Not quite ready to make a ‘Splash’

GREENVILLE — The Greenville City Council indicated it needed a little more time before signing off on an economic development agreement which would bring a Splash Kingdom water park to town.

The council was scheduled Tuesday to approve the agreement, which City Attorney Daniel Ray said had been the focus of intensive negotiations during the past year.

“This is somewhere between the 25th and 30th revision of this agreement,” Ray said, adding that the agreement was completed shortly before the council meeting began Tuesday afternoon.

Council members Dan Perkins and Renee Francey both asked that, since they were seeing the agreement for the first time during the meeting, if they could have more time to look it over before taking a vote.

Ray and Greenville Board of Development President and CEO Greg Sims stressed time was of the essence, as Splash Kingdom needed an answer right away.

“They need to start construction by December 1, if they plan to hit the targeted opening date of next summer,” Ray said. “The expectation is that they are going to be open by June 1, 2014.”

“Everybody is pushing for 2014,” Sims said. “We want them to open by 2014.”

The council tabled a vote on the issue until a special session scheduled for noon November 19.

The proposed economic development agreement would be between the city, Splash Kingdom, the Greenville Board of Development and III:I Emerging Market Partners, the developers behind the Greenville Towne Center along the Interstate 30 service road.

The Council voted in March to approve a change in zoning for the Greenville Towne Center, which would cover almost 63 acres along the interstate, bounded by Center Point Lane and the Roy Warren Parkway and is also expected to include retail and commercial businesses, private event/meeting halls and possibly multi-family tracts.

Splash Kingdom is wanting to build their fourth water park development in Northeast Texas, to go along with their existing facilities in Canton and Shreveport, La. and a park which opened over the summer in Hudson Oaks, Texas.

The council voted in October 2012 to instruct Sims to pursue a memorandum of understanding agreement with Splash Kingdom, rather than Hawaiian Falls, which had also indicated it wanted to build in Greenville.

At that time, Mayor Steve Reid said while the offers from both parks were welcome, the council chose the to follow-up on the proposal from Splash Kingdom, as the company would contribute more toward the establishment of the park.

Under the proposed economic development agreement Splash Kingdom would spend $5 million to build the 10-acre park, which would include no less than one major water slide, a lazy river, a wave pool, a children’s wading area, offices, concessions and parking. The city would reimburse III:I Emerging Market Partners $1.75 million in sales tax revenue through a tax increment financing agreement over 20 years.

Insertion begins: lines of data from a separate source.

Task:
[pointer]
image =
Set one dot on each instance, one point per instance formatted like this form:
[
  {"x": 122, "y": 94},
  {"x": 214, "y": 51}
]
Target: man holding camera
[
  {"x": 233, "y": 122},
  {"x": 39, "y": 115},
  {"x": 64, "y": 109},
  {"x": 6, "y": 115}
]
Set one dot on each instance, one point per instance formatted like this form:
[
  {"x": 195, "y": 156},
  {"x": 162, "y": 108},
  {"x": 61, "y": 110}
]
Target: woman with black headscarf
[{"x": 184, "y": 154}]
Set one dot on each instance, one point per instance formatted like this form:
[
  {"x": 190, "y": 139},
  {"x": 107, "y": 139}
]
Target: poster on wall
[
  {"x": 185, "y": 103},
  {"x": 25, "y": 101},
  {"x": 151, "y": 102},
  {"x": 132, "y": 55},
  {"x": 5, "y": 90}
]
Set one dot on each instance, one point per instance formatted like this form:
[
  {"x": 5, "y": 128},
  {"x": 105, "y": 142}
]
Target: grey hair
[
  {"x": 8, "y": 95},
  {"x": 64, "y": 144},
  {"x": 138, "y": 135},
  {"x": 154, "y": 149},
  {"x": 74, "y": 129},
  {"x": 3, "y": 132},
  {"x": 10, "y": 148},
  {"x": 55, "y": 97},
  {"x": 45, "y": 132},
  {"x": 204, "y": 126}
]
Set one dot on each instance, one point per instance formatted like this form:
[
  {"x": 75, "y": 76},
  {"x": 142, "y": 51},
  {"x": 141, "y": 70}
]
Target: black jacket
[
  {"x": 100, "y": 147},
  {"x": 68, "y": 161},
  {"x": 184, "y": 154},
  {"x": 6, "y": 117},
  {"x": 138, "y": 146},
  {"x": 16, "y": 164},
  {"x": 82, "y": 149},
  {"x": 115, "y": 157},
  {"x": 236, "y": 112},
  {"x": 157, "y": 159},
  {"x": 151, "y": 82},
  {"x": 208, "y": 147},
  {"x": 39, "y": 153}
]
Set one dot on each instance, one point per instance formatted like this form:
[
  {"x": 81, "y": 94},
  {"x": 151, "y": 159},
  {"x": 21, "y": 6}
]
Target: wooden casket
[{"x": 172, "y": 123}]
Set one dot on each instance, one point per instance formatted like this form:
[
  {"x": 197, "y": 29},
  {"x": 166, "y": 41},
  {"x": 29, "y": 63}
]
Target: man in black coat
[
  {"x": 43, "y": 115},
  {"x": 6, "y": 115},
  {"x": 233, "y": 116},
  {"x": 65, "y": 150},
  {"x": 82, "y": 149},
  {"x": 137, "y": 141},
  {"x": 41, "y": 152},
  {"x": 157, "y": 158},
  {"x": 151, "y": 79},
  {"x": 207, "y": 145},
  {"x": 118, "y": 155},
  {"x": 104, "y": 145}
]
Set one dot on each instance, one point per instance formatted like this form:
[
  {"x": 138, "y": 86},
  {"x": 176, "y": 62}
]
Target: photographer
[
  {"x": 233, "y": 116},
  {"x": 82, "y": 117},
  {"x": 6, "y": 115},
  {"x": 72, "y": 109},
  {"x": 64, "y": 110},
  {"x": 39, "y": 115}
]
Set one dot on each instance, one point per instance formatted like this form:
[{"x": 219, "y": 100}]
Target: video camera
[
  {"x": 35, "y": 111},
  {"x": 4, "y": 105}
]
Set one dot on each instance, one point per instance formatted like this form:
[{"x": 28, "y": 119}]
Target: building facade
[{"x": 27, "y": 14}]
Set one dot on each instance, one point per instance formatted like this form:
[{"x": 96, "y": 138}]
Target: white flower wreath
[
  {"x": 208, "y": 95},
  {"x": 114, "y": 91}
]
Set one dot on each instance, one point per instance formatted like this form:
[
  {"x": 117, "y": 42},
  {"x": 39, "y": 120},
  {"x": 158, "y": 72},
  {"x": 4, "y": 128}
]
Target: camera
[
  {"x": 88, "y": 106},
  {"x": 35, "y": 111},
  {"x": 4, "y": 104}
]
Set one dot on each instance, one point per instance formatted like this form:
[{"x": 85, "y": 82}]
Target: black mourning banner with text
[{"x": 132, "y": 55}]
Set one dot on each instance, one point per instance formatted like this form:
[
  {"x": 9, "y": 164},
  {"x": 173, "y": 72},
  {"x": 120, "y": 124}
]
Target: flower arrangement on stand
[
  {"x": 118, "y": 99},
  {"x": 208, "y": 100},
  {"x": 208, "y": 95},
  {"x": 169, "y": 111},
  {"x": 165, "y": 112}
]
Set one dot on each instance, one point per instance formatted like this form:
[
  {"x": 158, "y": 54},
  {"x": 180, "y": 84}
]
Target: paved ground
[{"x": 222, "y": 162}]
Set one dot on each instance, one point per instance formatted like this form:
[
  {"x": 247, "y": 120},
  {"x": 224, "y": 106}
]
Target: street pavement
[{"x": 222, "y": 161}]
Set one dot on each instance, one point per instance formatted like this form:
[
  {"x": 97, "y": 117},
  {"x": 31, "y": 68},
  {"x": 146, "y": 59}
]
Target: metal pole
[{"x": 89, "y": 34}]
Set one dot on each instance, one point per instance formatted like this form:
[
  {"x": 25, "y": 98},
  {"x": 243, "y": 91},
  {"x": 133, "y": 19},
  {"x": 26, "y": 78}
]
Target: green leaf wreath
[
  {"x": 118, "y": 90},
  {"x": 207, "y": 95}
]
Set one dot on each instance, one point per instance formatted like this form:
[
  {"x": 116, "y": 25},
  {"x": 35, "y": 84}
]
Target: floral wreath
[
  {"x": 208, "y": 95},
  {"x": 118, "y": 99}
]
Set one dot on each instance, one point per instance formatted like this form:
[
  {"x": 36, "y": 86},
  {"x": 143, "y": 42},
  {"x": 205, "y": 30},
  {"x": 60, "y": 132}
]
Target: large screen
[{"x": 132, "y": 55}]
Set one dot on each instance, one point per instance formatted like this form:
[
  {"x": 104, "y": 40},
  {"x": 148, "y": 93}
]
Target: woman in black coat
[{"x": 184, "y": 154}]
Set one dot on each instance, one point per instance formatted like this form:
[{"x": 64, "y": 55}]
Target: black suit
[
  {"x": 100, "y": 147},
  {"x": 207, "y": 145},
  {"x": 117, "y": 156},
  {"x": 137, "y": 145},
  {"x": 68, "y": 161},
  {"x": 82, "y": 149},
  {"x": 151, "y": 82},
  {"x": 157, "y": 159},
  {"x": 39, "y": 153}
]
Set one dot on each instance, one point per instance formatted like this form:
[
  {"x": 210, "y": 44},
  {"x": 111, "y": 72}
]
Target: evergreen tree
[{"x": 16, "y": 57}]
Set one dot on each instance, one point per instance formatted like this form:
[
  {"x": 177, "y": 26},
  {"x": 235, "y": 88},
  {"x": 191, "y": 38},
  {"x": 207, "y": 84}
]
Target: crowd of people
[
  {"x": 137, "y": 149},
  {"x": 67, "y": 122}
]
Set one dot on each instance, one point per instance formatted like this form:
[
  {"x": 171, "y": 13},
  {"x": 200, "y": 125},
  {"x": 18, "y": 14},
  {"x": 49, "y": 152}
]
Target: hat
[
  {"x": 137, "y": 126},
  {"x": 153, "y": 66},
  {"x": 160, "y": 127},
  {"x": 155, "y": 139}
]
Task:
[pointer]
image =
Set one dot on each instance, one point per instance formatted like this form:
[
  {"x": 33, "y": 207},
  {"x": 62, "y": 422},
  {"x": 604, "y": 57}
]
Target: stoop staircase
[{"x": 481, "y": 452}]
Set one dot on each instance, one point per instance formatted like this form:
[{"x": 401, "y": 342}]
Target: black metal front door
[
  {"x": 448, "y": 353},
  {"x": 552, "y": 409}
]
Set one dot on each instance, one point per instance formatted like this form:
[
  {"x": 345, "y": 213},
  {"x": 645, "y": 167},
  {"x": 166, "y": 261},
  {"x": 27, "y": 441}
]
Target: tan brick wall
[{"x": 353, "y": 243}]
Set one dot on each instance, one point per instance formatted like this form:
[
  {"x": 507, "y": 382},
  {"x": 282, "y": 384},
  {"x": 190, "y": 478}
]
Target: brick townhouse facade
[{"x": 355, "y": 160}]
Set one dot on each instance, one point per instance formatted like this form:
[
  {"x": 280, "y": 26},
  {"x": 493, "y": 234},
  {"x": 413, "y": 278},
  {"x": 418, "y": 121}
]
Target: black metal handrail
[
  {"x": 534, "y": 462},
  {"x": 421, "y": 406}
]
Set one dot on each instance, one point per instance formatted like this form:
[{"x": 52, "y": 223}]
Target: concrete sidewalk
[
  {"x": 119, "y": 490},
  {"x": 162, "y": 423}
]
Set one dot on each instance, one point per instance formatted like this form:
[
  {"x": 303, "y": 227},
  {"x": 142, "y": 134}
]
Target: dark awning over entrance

“The city is not out any upfront money to get this thing kicked off,” Sims said, noting building the water park is already attracting other businesses to Greenville. “It will help kick off some other restaurant activity.”

Sims said Splash Kingdom would likely serve as the catalyst to launching the Towne Center project, as few big box stores are wanting to be the first to jump on to major developments, given the status of the economy.

“The big retailers are not building new stores right now,” Sims said. “The big anchors are not wanting to do anything.”

Local developer Duane May expressed skepticism over some of the details of the proposed agreement, including the city putting up the tax increment financing as an incentive.

Reid said the agreement as written has all of the parties putting in some risk to see the development succeed.

“Everybody’s got skin in the game,” Reid said.